If you gave birth during the Covid-19 pandemic and your child grew up experiencing developmental delays, yours is not an isolated case. Various researches, such as the one made by the University of Calgary in the Canadian province of Alberta, show that so-called pandemic babies develop late compared to those born long before the appearance of the deadly virus in early 2020.

“So ang Grade 1 ngayon, pumapasok na parang preschooler,” said Tina Zamora, directress of Nest School for Whole Child Development in Quezon City. “A lot of parents are messaging us that [their children] are experiencing separation anxiety, speech delay, socio-emotional issues. Because ngayon lang sila nasasanay na makasama ang mga bata at ibang tao, puwera pa ang kanilang mga pamilya.”

Zamora spoke at an event presented by Enfagrow A+ Four NuraPro called Getting Kids School-Ready, Future Ready that was recently held at the Activity Center of Robinsons Magnolia in Quezon City. She was joined in the panel by Dr. Ma. Theresa Arranz-Lim, founding member and former president of the Philippine Society for Developmental and Behavioral Pediatrics; actress Coleen Garcia, who has a three-year-old son; and child performer Annika Co and her parents Adrian and Anne Co.

Arranz-Lim raised another point that contributed to the increase in young children experiencing developmental delays: the early and prolonged exposure to gadget screen. She lamented that screentime has become the most convenient babysitter because a lot of parents want their children to behave. “Ayaw nilang maingay, malikot [ang mga bata]. Gusto nila, nakaupo lang.”

The doctor’s recommendation, quoting from the findings of the American Academy of Pediatrics, American Academy of Child and Adolescent Psychiatry and the Philippine Pediatric Society, is “before 18 months old, no screen time.”

Then between 18 and 24 months old, going interactive, like via Facetime with grandparents, should be “no more than one hour a day.” At 24 months old, screentime with parental supervision is “no more than an hour a day and three hours on the weekends.”

Getting more than the recommended screentime, as explained by Arranz-Lim, can deplete the brain’s chemicals for neurotransmitters and affect the children’s mental state. “Pag tinawag mo, tulala. Di mautusan, di makausap. Kasi ubos na ang neurotransmitters. Magre-replenish pa ’yan. So it [screentime] is not really good for them.”

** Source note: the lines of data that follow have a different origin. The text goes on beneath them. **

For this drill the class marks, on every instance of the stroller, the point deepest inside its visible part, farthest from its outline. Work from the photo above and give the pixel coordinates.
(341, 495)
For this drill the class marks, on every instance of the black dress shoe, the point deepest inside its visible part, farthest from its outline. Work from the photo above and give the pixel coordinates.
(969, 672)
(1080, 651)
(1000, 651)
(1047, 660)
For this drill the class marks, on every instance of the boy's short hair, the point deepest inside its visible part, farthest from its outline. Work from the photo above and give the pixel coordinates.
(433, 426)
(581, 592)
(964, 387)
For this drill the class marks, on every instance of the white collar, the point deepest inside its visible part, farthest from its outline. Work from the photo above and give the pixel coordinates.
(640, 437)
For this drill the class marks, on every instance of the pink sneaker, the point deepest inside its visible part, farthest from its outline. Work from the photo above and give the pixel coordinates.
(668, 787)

The specialist in developmental and behavioral pediatrics encouraged the parents in the audience to provide a sensory-rich environment for their children. The best way to do this is through play, which is “discovering the world, discovering what they can do with the world around them.”

She then gave an example: “Ang unang gagawin is gagayahin ang ginagawa ng mga tao sa bahay. So you can do that. Kumuha ng sandok. Ang sandok, gagawin pang drum, mike, baton, whatever. You play with your children. Ang mga old Filipino games, like piko, are good for motor development. You also bring your kids to the natural environment.”

Children going to school
For her part, Zamora reminded the parents to be “gracious” with their children who go to school for the first time. She pointed out, “Those kids will experience separation anxiety. The school must understand also that this will happen and how they will manage the classroom to minimize this. At the same time, we have to understand that our children went through that pandemic as much as we did. Mas naapektuhan sila kesa sa atin.”

The school directress then talked about the three learning approaches. First is the traditional school, where there are a lot of children in a classroom facing the teacher. Next is the Montessori education, wherein the “environment is prepared and the child learns from the environment” with the “teacher just a guide.” Lastly, there’s the progressive way, where the school is child-centered.

“The good thing is even traditional schools are already using very progressive ways because they saw the beauty of the progressive education,” she said. “Every child is unique. Meaning, kinikilala nila ang bawat estudyante at alam nila kung paano i-deliver ang curriculum in a way that the children will understand.”

Zamora agreed with the event’s host, Iza Calzado, an actress and new mom, that there’s a growing awareness and acceptance that report cards are not the sole basis of learning. “We now know growth mindset. Children really learn from their mistakes, rather than their imbibed or invented perfection.”

Concurring, Arranz-Lim added, “The measure of intelligence is applying what you learn. That’s when EQ [emotional quotient] comes in. EQ has something to do with executive functions, understanding what this means, planning it out, regulating your emotions, being able to accept feedback.”

When complimenting a child, for instance, the experts advise parents to not stop at saying “Good work!” or “Good job!” Zamora explained that a child can get used to hearing those compliments and will think that smartness is inherent. “Meaning, she did not strive for the work that you’re congratulating her for.”

If it’s for an artwork, she suggested saying something like “How did you draw this?” or “I like the way you used the color blue” before uttering “Good job!” She explained, “It’s the process that you want to highlight. You are congratulating the effort.”